Eve Saint discusses arrest and forced removal from Wet’suwet’en territory at Toronto event

Daughter of Wet’suwet’en hereditary chief, pipeline protestors speak out
Eve Saint spoke about her experience being forcibly removed by the RCMP. VICTORIA LEE/THE VARSITY
Eve Saint spoke about her experience being forcibly removed by the RCMP. VICTORIA LEE/THE VARSITY

Wet’suwet’en land defender Eve Saint described her arrest on her peoples’ territory at a talk in Regent Park Community Centre, hosted by the Toronto division of the Ontario Coalition Against Poverty (OCAP) on February 20.

Saint sang the women’s warrior song as she was removed from Wet’suwet’en territory by Royal Canadian Mounted Police (RCMP) officers for taking part in a blockade against the Coastal GasLink (CGL) pipeline.

She was arrested at Gidimt’en, one of two checkpoints set up by the Wet’suwet’en people to stop the CGL pipeline from being built on their unceded lands. Though the Wet’suwet’en gave Coastal GasLink an alternative route, the company has rejected it.

After the British Columbia Supreme Court issued an injunction to clear the roads in December, the RCMP began an operation to clear the blockades and arrest protestors, which in turn sparked nation-wide solidarity protests.

“You know, your father, your ancestors have walked the territory for thousands and thousands of years, and you’re being treated like a criminal,” said Saint.

As armed RCMP officers moved around the blockade, the thought at the front of Saint’s mind was that someone was going to get shot. “My main goal was to make sure that they know that we’re unarmed, we’re peaceful,” Saint recounted of the moment that the RCMP officers closed in.

In December, The Guardian reported that the RCMP, in its plans to clear the road for the CGL pipeline, were prepared to use lethal force, and in leaked documents had proposed “[using] as much violence toward the gate as you want.” It further added that arrests would be necessary for “sterilizing [the] site.”
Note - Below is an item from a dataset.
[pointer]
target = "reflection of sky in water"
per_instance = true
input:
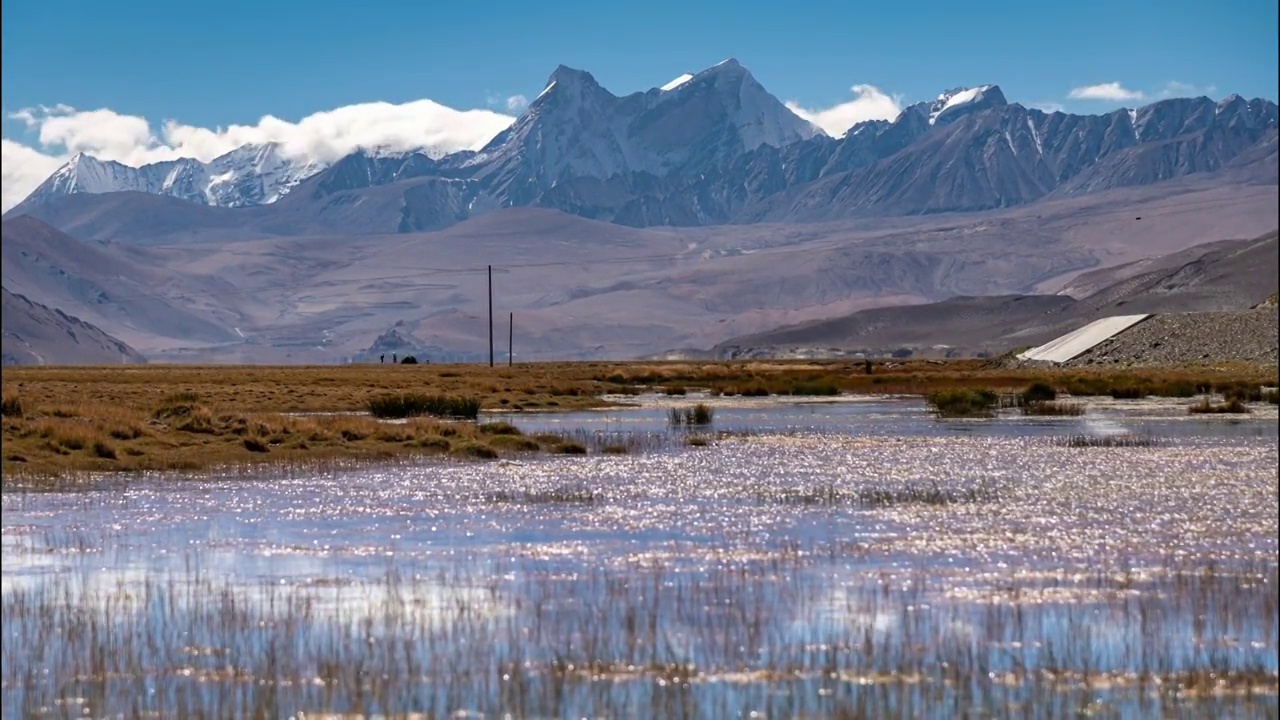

Based in Toronto, Saint had been visiting a sick family member when the RCMP moved to enforce the court injunction against the pipeline protestors. At that moment Saint made the decision to leave school and her life in Toronto to help her father, Hereditary Chief Woos, and others’ efforts to halt the construction of the pipeline Wet’suwet’en territory. Hereditary chiefs titles are passed down through generations — Wet’suwet’en hereditary chiefs have authority over their unceded territory as per pre-colonial Wet’suwet’en law. While the Elected Band Councils are in favour of the pipeline, they only have jurisdiction over reserves and not the unceded territory that the pipeline would pass through. Furthermore, the band councils were created under the Indian Act, which does not predate the hereditary chiefs’ authority.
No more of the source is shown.